En, ik weet, er is geen goed of fout, er is alleen de intentie.

Ook in dit proces zet ik weer stappen.

Stap voor stap. Kijk ik naar de plekken diep in mij, die deze 4 Godinnen aanraken, en onrust bij mij veroorzaken. Ondersteund en aangemoedigd door de heerlijke eitjes die ze me elke dag geven. Eigenlijk hebben we het in die korte tijd toch al best goed met elkaar. 🙂

Als ik het even niet weet, loop ik het bos in, en realiseer me ineens hoe vanzelfsprekend mijn contact met de bomen is. Als ik na een uurtje aan de voet van een vertrouwde boom ga zitten, komt het gesprek vanzelf op gang. Zo gewoon hoe ik de bomen om advies vraag, alsof het de normaalste zaak van de wereld is (wat het natuurlijk ook is!), en vraag hoe ik met de kippen kan omgaan 🙂 Aangemoedigd door mijn alleswetende boom, bedank ik voor zijn wijsheid en wandel met nieuw vertrouwen terug naar huis.

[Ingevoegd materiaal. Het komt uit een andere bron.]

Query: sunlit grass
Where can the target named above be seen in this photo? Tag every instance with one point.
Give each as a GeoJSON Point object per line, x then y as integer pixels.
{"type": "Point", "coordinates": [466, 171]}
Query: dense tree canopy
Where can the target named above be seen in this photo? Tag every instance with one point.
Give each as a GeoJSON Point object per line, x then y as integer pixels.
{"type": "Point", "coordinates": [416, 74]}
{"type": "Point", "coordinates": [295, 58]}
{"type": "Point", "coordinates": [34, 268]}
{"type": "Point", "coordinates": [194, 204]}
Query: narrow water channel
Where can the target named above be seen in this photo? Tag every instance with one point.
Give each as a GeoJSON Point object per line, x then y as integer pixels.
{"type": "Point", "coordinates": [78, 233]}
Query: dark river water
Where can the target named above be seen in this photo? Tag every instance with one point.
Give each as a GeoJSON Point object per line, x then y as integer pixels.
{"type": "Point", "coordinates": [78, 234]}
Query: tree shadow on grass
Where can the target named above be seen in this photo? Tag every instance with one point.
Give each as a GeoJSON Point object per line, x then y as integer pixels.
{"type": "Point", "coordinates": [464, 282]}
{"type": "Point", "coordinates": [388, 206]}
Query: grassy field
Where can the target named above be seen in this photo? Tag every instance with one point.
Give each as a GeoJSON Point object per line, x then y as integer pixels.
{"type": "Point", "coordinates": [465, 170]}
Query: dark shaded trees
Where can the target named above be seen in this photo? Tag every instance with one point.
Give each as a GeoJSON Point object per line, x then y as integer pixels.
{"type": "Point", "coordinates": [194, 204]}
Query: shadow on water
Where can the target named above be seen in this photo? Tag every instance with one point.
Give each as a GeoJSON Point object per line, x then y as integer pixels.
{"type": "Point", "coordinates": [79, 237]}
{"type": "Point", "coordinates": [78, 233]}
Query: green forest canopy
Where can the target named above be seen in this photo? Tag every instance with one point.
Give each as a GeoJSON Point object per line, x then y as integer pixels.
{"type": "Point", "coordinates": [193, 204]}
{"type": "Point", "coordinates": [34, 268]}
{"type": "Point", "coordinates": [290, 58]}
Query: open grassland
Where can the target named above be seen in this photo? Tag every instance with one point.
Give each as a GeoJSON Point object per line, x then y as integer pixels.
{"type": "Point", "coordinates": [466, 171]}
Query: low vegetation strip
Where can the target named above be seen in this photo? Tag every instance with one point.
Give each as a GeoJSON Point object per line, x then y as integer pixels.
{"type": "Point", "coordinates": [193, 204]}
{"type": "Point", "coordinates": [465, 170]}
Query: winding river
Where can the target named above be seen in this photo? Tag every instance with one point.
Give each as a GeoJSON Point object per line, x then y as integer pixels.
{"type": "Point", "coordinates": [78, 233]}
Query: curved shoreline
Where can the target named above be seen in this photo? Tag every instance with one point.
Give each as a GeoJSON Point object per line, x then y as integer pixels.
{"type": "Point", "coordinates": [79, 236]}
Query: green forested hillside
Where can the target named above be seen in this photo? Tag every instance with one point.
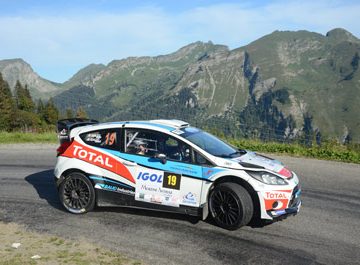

Het is de eerste keer dat ik bij de vrouwen ben, en ze niet krabben. Zij rustig, dan ik rustig. Ja, ze krabben nog wel, maar met grote tussenposen. Ze lijken zich wat meer te amuseren, en ik voel dat de plek die ze innemen lichter is geworden. Een nieuwe fase lijkt aangebroken. De HELLUP is voorbij. Ik kan me nu voorstellen, dat het leuk kan gaan worden 🙂

Zoals mijn voorganger zei, “als ik geen nieuwe plek voor ze vindt, dan eet ik ze op”. Dat vind ik een geruststellende gedachte, dat als we er samen niet uitkomen, dat ik ze dan op kan eten. Beide uit ‘ons lijden’ verlost. Het is bijzonder om zo dicht bij de voedselketen te staan. Een boeiende zoektocht, het eten van dieren, of dat wat we van ze nemen, zoals eieren in dit geval. Ik geloof in vrije dieren, goed leven dieren, en dat we als mens toestemming vragen voor hun leven als we voedsel nodig hebben. Net als bij de planten. Zoals in oude culturen gebruikelijk was en nog is. Ik leef op een plek op aarde waar vrije dieren nog steeds achter een hek zitten, en zoek daar nu mijn weg in.

Voorlopig hou ik me aan mijn belofte toen ik de dames ‘in huis’ nam, dat ze een beter leven bij mij zouden krijgen. Een goed leven voor mijn meiden, dat staat bij mij voorop. Dat is mijn intentie. Dankbaar wat ik onderweg daarnaartoe allemaal ontdekken mag.